Zusätzliche Personalaufnahmen notwendiger denn je

Wien (OTS/fpd) - Die Polizistinnen und Polizisten in Wien leisten trotz trister Rahmenbedingungen hervorragende Arbeit. Es ist daher höchst an der Zeit, die sicherheitspolitischen Probleme nicht weiter zu verharmlosen bzw. zu verschleiern sondern eine gut aufgestellte -personell wie logistisch - und motivierte Polizei sicherzustellen, so der AUF-Bundesvorsitzende NAbg. Werner Herbert im Zuge der heutigen Pressekonferenz zur Wiener Klubklausur.

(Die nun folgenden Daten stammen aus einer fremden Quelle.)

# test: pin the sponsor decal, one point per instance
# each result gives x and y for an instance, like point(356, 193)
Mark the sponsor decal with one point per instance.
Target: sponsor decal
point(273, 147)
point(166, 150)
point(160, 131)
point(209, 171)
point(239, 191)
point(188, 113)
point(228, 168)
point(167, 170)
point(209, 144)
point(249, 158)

Die Wiedereinführung des "Polizeipraktikanten" als Lehrberuf wäre ein wichtiger Schritt, um dem Personalmangel entgegenzuwirken. So könnten Jugendliche in einer 3-jährigen Ausbildung den Polizeiberuf von Grund auf erlernen und auch langfristig mit dieser zusätzlichen Ausbildung bei der Polizei die erforderlichen zusätzlichen Personalressourcen sicherstellen, ist Herbert überzeugt. Zudem könne man damit auch einen wichtigen Anreiz zur Milderung der zu hohen Jugendarbeitslosigkeit schaffen und in diesem Bereich wichtige Synergien erzielen. Auch wäre es sinnvoll, mehr Anreize für Polizeischüler zu schaffen, etwa eine bessere Entlohnung.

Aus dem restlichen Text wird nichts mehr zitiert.